People in tech have Dunning-Kruger syndrome about people in literally every other way of life/profession @baldur
@cstross Interesting. I try to avoid the use of the label because the effect doesn’t exist. This article summarizes it well: https://www.psychologytoday.com/us/blog/how-do-you-know/202012/dunning-kruger-isnt-real
@mlevison @cstross @baldur As an alternative to D-K, I'd like to offer the (hypothetical) "celebrity expert syndrome". People who are celebrated for their work in one field tend to be given a licence to exercise their authority in other fields. Some of them then have a big enough ego and little enough self-awareness to actually form prescriptive statements on things they know nothing about. This can become a community trend, too.
I have an example for this from outside tech.
@mlevison @cstross @baldur in 2010 there was an airplane crash that killed a few dozen top Polish officials, diplomats, military officers etc. including the president of the country. There was an investigation that concluded it was a perfect storm of human error and negligence.

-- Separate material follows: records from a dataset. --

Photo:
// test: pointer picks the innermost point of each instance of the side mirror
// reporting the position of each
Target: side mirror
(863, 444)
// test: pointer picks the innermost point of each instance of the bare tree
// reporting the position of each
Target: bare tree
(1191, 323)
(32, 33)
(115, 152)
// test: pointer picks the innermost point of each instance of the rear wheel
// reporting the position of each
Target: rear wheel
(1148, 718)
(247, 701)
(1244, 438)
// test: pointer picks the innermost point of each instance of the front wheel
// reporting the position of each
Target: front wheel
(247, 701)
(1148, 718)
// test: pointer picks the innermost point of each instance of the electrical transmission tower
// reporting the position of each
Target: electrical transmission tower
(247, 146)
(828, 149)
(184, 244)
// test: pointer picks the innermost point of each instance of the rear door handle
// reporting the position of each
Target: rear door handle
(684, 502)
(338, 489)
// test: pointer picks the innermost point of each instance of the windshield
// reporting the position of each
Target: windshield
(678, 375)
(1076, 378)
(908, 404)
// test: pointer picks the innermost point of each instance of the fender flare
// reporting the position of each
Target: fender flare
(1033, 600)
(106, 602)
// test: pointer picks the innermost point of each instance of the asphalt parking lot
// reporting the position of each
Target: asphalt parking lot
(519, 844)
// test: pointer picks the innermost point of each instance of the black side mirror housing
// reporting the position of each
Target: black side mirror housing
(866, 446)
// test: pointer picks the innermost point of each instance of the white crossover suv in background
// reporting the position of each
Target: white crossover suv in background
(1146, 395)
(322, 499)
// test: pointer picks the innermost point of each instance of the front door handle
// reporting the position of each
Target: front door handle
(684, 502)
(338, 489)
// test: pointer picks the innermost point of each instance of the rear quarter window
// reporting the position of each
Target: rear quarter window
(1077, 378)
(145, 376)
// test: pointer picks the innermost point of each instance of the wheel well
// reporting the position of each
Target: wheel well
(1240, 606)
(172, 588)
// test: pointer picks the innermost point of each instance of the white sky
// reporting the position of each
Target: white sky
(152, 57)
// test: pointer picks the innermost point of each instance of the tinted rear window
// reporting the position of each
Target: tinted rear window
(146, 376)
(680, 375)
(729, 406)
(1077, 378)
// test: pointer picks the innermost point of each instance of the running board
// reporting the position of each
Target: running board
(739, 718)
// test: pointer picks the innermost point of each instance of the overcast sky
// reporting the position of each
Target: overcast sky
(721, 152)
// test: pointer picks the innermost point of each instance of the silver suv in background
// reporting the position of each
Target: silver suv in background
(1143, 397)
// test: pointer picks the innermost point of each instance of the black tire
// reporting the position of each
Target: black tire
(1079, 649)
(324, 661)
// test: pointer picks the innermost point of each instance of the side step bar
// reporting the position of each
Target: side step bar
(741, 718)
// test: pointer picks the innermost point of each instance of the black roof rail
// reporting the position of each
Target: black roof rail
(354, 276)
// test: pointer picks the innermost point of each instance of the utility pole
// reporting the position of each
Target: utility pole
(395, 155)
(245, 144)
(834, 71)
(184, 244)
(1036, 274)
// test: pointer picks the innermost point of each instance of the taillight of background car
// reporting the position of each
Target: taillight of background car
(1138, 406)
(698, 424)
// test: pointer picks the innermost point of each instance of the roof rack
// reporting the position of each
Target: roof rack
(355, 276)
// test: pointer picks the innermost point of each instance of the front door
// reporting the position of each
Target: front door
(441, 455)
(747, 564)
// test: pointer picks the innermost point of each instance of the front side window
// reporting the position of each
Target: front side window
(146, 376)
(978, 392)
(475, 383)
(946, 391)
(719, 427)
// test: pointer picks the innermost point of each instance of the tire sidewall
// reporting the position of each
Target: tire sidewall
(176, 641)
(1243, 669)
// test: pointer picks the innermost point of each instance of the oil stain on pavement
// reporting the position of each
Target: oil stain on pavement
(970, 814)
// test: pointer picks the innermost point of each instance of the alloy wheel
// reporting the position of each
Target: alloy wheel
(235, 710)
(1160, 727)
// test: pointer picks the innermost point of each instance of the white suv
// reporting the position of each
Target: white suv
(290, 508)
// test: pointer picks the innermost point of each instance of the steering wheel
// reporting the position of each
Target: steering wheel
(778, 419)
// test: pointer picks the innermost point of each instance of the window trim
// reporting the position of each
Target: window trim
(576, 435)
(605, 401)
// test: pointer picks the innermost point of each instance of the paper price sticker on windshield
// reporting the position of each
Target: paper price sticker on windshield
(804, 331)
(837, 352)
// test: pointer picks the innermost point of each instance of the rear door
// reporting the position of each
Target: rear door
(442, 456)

There were also conspiracy theories peddled, among others, by people with PhDs in everything but airplane accidents (including things like history or medicine). "this guy must be right because he has PhD", basically.
@jzillw @mlevison @cstross @baldur Some of them don't even have any meaningful contribution to make in the discipline that they co-opted and then ten to pontificate on other issues e.g., Space Karen who cannot get his rockets to fly had the temerity to predict that Covid would have been over by April 2020.